Frequently Asked Questions About the US Population 2029

What is the current US Population 2029 estimate?

Approximately 350 to 352 million people, based on Congressional Budget Office and Census Bureau-aligned projections.

Why is 2029 considered a significant year for U.S. demographics?

The Census Bureau’s middle-series projections show 2029 as the year Americans aged 65 and older are projected to outnumber Americans under 18 for the first time in the country’s history.

What is driving the US population growth in 2029?

International migration, since the national fertility rate of approximately 1.59 to 1.6 children per woman sits well below the 2.1 replacement level needed for natural population growth alone.

Is immigration to the United States increasing or decreasing heading into 2029?

Decreasing. Census Bureau estimates show immigration fell by more than 50% between the early 2020s and the year ending July 2025, with further declines projected.

How many states already have more deaths than births?

Seventeen states, roughly a third of the country, as of the most recent measured year, up sharply from just four states throughout the entire 2010s decade.

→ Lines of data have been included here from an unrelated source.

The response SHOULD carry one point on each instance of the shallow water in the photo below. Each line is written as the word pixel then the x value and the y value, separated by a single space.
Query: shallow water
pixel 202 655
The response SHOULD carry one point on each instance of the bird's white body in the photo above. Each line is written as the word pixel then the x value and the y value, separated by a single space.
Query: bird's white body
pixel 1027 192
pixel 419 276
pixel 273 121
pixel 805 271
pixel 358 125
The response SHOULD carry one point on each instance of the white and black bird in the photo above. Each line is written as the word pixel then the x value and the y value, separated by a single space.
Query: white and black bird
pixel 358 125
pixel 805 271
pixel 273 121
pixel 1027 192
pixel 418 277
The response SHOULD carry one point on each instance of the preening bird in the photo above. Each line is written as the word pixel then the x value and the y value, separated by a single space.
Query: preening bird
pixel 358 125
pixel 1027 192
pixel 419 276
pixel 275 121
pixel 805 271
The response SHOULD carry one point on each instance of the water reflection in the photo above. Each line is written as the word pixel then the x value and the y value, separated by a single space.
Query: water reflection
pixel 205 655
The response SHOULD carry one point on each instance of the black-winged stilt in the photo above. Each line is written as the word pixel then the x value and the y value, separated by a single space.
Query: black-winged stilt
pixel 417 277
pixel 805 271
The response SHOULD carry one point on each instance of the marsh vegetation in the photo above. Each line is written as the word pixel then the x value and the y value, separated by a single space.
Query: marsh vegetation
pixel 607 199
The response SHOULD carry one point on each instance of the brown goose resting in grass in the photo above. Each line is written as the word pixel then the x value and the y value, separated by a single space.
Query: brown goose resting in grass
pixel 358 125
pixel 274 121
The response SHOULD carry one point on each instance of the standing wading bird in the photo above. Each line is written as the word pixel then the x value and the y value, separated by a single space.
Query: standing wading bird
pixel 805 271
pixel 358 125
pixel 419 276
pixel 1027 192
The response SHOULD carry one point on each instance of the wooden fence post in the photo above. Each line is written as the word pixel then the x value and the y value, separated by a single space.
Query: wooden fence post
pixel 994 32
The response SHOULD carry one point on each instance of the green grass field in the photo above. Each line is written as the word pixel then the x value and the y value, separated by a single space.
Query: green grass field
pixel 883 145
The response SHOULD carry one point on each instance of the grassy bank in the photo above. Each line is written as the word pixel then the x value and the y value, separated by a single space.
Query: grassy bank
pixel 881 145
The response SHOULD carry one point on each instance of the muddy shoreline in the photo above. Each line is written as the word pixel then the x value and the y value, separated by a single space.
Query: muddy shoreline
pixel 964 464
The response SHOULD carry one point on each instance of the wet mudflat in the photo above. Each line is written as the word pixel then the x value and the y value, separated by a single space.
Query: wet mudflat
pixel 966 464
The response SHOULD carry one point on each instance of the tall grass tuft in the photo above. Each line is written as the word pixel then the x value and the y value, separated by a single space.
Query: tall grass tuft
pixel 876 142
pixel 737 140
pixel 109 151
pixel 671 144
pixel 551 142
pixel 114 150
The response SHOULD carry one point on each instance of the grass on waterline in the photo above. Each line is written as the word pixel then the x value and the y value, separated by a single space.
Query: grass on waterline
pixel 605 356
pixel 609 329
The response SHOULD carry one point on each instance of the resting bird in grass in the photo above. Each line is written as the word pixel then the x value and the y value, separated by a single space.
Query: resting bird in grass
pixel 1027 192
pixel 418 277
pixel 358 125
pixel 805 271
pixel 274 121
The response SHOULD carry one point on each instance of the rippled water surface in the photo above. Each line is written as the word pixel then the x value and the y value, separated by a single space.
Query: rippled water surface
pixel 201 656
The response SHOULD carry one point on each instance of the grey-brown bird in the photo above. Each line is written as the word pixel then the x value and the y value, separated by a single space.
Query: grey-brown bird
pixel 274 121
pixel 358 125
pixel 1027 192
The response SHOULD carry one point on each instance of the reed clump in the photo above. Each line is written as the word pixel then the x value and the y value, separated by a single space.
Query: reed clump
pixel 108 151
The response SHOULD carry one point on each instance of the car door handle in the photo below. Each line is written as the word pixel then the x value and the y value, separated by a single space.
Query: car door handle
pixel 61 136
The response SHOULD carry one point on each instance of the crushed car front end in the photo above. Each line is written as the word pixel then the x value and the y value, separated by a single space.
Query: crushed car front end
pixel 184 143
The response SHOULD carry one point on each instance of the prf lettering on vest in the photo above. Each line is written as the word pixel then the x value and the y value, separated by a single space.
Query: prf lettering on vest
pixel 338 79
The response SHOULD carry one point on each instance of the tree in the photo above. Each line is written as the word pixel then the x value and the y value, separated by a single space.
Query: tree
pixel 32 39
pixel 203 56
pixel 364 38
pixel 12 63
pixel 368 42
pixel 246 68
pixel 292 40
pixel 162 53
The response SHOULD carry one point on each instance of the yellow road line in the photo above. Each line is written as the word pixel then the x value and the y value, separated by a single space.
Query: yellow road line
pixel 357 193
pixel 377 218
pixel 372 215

Which state has the largest population?

California, with approximately 39.7 million residents, though its growth rate has slowed considerably in recent years.

Which state is growing the fastest?

Idaho, followed closely by Texas, Florida, and Utah, all posted growth rates well above the national average.

Which US city has the largest population?

New York City, with a population exceeding 8.4 million, more than double the next largest city.

What is the average life expectancy in the United States?

Approximately 79.3 years by Social Security Trustees’ estimates, with the Census Bureau’s own figure running slightly higher, near 80.2 years.

What percentage of Americans identify as religiously unaffiliated?

Roughly 29% of U.S. adults, a figure that has plateaued after years of steady growth.

This guide reflects Congressional Budget Office demographic outlook data, U.S. Census Bureau projections, Brennan Center for Justice analysis, and Worldometer estimates, and will be reviewed periodically as updated figures become available throughout 2029.